CALGARY, ALBERTA--(Marketwired - March 21, 2014) - A.I.S. RESOURCES LTD. (TSX VENTURE:AIS.H) (the "Corporation") is pleased to announce that it intends to complete a non-brokered private placement (the "Private Placement") of up to 1,500,000 units ("Units") of the Corporation at a price of $0.20 per Unit for aggregate gross proceeds of up to $300,000. Each Unit will be comprised of one common share ("Common Share") of the Corporation and one-half of one Common Share purchase warrant ("Warrant"), with each whole Warrant entitling the holder thereof to acquire one Common Share at a price of $0.50 for a period of one year from the date of closing of the Private Placement. The net proceeds of the Private Placement will be used to finance the investigation and due diligence of potential transactions that result in the reactivation of the Corporation and for general working capital purposes.
The Private Placement is anticipated to close in April 2014; however, completion is subject to certain conditions, including approval of the NEX Board of the TSX Venture Exchange (the "NEX") to the listing of the Common Shares (including the Common Shares underlying the Warrants) on the NEX. The Common Shares and Warrants, including the Common Shares underlying the Warrants, will be subject to a hold period ending four months and a day from the date of closing. In connection with the Private Placement the Corporation may pay a cash commission or finder's fee of up to 10% of the gross proceeds of the Private Placement.
ADVISORY: This press release contains forward looking statements. More particularly, this press release contains statements concerning the anticipated closing date of the Private Placement and the anticipated use of the proceeds of the Private Placement. Although the Corporation believes that the expectations reflected in these forward looking statements are reasonable, undue reliance should not be placed on them because the Corporation can give no assurance that they will prove to be correct. Since forward looking statements address future events and conditions, by their very nature they involve inherent risks and uncertainties. The closing of the Private Placement could be delayed if the Corporation is not able to obtain the necessary regulatory and stock exchange approvals on the timelines it has planned. The Private Placement will not be completed at all if these approvals are not obtained or some other condition to the closing is not satisfied.

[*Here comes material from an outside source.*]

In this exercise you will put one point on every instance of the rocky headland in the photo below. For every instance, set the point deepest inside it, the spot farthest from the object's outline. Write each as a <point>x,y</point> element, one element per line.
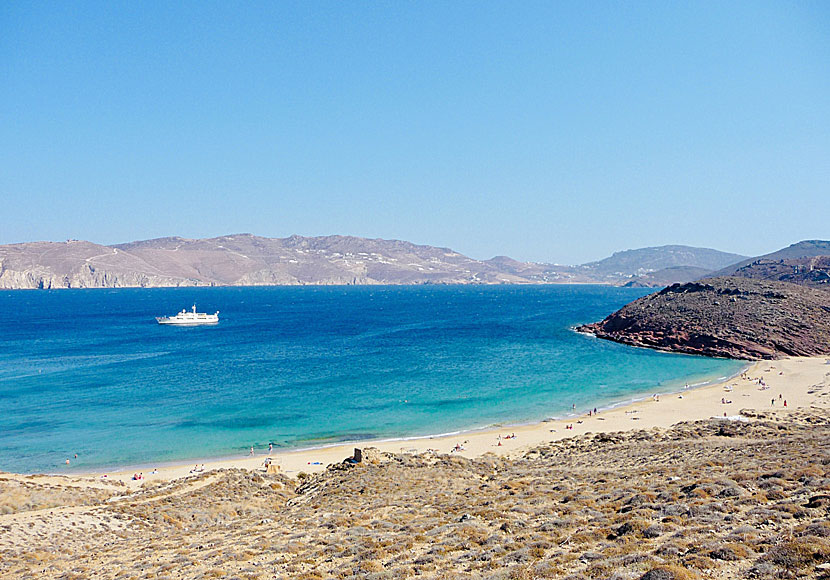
<point>732,317</point>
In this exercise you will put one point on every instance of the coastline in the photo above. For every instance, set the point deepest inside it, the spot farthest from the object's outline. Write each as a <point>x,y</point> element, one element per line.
<point>787,380</point>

Accordingly, there is a risk that the Private Placement will not be completed within the anticipated time or at all. The intended use of the proceeds of the Private Placement by the Corporation might change if the board of directors of the Corporation determines that it would be in the best interests of the Corporation to deploy the proceeds for some other purpose. The forward looking statements contained in this press release are made as of the date hereof and the Corporation undertakes no obligations to update publicly or revise any forward looking statements or information, whether as a result of new information, future events or otherwise, unless so required by applicable securities laws.
Neither TSX Venture Exchange nor its Regulation Services Provider (as that term is defined in policies of the TSX Venture Exchange) accepts responsibility for the adequacy or accuracy of this release.